16-11-23, Marco Sambruna
Enrico Pagano già autore di libri sul tema dell’aborto e aspetti correlati in quest’ultimo meritevole testo dimostra soprattutto una cosa: ha le idee estremamente chiare riguardo la percezione di un problema. In altri termini è un autore lucido che con spirito analitico simile a quello di un entomologo seziona la questione della tutela della vita nascente senza sconti. Egli mette in pratica il precetto evangelico in cui Cristo invita ad usare un linguaggio netto: "sia il vostro parlare si, si no, no. Il di più viene dal demonio".
Nei libri di Enrico Pagano e in particolare in quest'ultimo non c'è spazio per la neolingua del politicamente corretto, né per i sofismi e ancor meno per le acrobazie verbali. Il bambino abortito è appunto una vita soppressa non un "grumolo cellulare" o un "prodotto abortivo" o peggio un "rifiuto speciale" come in modo ipocrita risulta scritto sulle etichette applicate agli involucri che contengono i corpicini abortiti.

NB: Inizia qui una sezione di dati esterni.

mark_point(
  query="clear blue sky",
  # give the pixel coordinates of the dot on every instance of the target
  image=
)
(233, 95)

Questo riguardo il linguaggio adottato.
Circa la metodologia Il libro a mio avviso presenta tre elementi di notevole originalità.

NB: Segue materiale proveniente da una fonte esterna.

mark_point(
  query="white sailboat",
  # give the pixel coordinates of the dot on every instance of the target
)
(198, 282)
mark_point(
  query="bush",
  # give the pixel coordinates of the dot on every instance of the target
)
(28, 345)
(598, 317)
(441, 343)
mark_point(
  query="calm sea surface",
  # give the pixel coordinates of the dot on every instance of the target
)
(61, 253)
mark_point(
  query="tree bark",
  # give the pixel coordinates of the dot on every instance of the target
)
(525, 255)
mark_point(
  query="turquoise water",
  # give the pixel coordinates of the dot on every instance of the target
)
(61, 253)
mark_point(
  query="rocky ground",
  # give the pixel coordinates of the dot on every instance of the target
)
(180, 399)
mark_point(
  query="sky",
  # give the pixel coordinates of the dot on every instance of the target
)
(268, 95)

In primo luogo l'organizzazione del testo è stato suddiviso per lettere alfabetiche come fosse un dizionario. Ogni singolo elemento è focalizzato in un breve capitolo all' interno del quale viene illuminato in un focus di grande precisione e accurata disamina. Trovo che sia un modo efficacissimo di rappresentare il problema in tutta la sua gravità. Inoltre ne risultano proposizioni estremamente incise, direi epigrammatiche tali da imprimersi in modo lapidario nelle mente del lettore.
Quanti saggi abbiamo letto al cui termine non ricordiamo un concetto? Non è il caso di questo libro, qui ogni singolo lemma è scolpito in modo indelebile.

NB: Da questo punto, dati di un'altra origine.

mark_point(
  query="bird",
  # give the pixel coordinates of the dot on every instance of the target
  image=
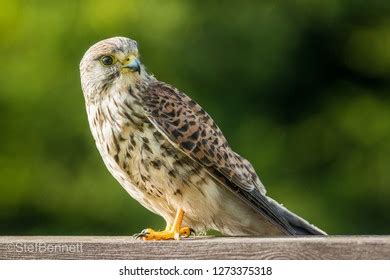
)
(168, 153)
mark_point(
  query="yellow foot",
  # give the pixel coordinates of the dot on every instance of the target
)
(150, 234)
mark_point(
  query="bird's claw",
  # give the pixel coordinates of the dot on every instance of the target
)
(150, 234)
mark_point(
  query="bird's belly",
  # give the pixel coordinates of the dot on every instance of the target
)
(162, 179)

Secondo pregio del libro: l'Autore da spazio a una pluralità di voci di varia provenienza.
Questo significa che il libro si rivolge a tutti senza distinzioni confessionali o ideologiche. Nel vasto florilegio di opinioni a favore della vita nascente troverete in maniera sorprendente voci sia di credenti come lo stesso Enrico Pagano come di atei o agnostici. Questo è un aspetto importante perché testimonia di come il dramma abortivo sia percepito appunto come tale non perché lo prescrive una determinata religione o in osservanza a un dogma, ma perché ripugna profondamente alla natura umana. Esiste dunque una sorta di "metafisica della percezione" inscritta nel cuore degli uomini indipendente dalle appartenenze culturali. Siamo di fronte dunque a una legge universale che nessun diritto positivo potrà cancellare: la vita è sacra.
Terzo pregio del libro: l'aborto - si sottolinea nel testo - non è uno dei tanti drammi della nostra epoca come la guerra, la povertà, la droga o la nevrosi dilagante. La pratica abortiva è senza dubbio la madre di tutti i problemi da cui scaturisce per germinazione una sorta di orribile corteo funebre.
È chiaro infatti che nel momento in cui si propaganda e si sdogana la possibilità di sopprimere i più deboli e indifesi - giacché nulla è più indifesi di un nascituro - automaticamente si spiana la strada ad altre aberrazioni.
In altri termini l'aborto ha fatto da battistrada a tutta una serie di pratiche susseguenti: minate le fondamenta tutto l'edificio vacilla e anzi minaccia di crollare. Non per caso dopo la legislazione sull'aborto abbiamo assistito sgomenti allo sdoganamento dell'eutanasia, del suicidio assistito per categorie sempre più ampie fino a includere nei possibili fruitori perfino chi soffre di depressione o gli homeless come pare stia accadendo in Canada. Di più: a colmare questo abisso tenebroso si comincia già a parlare di "omicidio legale" ossia la possibilità di farsi uccidere da qualcuno disposto ad assumere il ruolo di omicida.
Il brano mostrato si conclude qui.